Wildlife Encounters - K- 4th grade
Lesson 2: Wildlife Populations
  • Key Words

Wildlife Populations

Populations are plants or animals of the same species that lives in the same area. You are part of the human population for your home town. All of the mallard ducks that live on a pond are part of the duck population for that pond.


mallard ducks

How different populations interact within themselves and with other populations is the natural history of that species. Natural history describes how a species finds food, raises babies, and the role it plays in its ecosystem. The natural history of an eastern cottontail rabbit would include the following:

 

Rabbit eating grass

She eats grass.

rabbit nest

She does not spend much time with her nest of babies.

hawk and rabbit

She can be food for predators like red tailed hawks.

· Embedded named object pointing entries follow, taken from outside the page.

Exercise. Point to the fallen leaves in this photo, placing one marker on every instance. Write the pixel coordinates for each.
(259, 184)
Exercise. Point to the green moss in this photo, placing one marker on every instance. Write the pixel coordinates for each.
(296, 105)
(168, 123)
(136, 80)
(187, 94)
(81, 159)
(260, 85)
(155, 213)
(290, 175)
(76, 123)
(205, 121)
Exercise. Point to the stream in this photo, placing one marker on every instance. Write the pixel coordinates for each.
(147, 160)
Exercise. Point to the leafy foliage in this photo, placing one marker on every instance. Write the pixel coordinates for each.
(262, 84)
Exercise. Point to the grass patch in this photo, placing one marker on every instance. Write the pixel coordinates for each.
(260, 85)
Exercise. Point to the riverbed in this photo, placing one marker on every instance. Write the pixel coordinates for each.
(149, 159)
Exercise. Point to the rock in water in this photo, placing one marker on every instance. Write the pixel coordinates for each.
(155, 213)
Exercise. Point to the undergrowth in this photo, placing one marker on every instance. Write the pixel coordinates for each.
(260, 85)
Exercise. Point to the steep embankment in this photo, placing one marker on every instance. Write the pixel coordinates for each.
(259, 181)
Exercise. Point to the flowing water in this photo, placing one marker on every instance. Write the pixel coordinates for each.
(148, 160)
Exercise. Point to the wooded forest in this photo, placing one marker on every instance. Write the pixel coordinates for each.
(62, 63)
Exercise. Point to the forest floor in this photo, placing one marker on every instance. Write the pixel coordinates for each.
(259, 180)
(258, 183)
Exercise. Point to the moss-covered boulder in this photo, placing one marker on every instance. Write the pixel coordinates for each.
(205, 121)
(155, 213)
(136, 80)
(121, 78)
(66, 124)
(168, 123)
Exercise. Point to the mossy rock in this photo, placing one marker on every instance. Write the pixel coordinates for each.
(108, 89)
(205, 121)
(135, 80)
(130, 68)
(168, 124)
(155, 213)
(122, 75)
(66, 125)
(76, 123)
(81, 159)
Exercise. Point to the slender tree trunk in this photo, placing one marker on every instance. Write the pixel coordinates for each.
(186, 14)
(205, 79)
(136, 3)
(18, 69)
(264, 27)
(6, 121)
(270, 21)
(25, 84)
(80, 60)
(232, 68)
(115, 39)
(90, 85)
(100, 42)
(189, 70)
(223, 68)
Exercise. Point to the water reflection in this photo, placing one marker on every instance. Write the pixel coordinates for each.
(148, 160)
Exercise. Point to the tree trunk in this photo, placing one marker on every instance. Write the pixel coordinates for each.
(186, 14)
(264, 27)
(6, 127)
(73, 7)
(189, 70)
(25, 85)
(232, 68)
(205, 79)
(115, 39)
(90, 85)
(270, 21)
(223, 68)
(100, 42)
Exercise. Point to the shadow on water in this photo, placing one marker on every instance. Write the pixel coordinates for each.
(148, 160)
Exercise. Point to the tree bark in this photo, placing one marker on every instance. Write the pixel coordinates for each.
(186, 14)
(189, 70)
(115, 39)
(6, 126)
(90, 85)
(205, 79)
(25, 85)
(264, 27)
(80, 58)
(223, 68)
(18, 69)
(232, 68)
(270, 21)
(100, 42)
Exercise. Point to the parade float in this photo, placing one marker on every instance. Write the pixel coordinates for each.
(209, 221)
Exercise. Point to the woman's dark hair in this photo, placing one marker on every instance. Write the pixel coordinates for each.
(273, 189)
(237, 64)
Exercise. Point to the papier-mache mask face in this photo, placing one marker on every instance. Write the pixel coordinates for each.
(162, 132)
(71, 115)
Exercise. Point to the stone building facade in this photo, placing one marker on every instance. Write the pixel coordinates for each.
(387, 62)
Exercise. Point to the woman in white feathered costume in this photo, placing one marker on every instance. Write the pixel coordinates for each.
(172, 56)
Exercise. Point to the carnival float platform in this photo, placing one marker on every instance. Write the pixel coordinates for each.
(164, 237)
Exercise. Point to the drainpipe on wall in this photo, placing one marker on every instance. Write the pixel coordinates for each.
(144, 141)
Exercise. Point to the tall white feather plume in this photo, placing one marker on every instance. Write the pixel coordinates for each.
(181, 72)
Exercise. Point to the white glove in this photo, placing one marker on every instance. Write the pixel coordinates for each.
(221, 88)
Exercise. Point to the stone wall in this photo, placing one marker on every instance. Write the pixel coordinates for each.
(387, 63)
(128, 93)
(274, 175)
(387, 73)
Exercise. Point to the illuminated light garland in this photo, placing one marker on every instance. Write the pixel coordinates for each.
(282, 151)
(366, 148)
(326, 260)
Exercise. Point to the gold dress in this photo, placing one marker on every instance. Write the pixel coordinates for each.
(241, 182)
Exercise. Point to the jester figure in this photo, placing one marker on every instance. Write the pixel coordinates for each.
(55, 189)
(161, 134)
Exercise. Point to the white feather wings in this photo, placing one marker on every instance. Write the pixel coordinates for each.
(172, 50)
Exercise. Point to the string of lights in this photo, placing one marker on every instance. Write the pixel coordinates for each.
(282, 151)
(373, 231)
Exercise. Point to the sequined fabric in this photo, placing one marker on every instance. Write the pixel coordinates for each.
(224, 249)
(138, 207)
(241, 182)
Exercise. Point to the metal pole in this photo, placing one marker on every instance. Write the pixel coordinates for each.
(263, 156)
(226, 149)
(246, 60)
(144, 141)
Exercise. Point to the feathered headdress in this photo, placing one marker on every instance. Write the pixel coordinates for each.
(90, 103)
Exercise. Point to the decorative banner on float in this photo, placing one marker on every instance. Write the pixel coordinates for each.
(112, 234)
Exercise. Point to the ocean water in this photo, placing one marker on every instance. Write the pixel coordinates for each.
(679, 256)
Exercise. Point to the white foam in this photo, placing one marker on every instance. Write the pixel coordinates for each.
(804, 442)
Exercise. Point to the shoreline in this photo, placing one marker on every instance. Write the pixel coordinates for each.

Every population has its own natural history, and all the natural histories make the relationships that form an ecosystem. For an ecosystem to be healthy, every piece of the ecosystem must be healthy too. Look at the picture of a food web below.  A food web shows the many ways all the species in an ecosystem need each other for food and survival.  Losing one species in the food web hurts all the other species that depend on it for food.

 

What would happen if the rabbits in the food web below all died from a disease?  Follow the arrows from the rabbits to the species that need the rabbits for food.   The foxes, hawks, and owls would have less to eat without the rabbits.  As a result, fewer foxes, hawks, and owls would live in the ecosystem because there would be less food for them.  The rabbit example shows that to protect an ecosystem, every part must be protected, including both the prey and the prediators.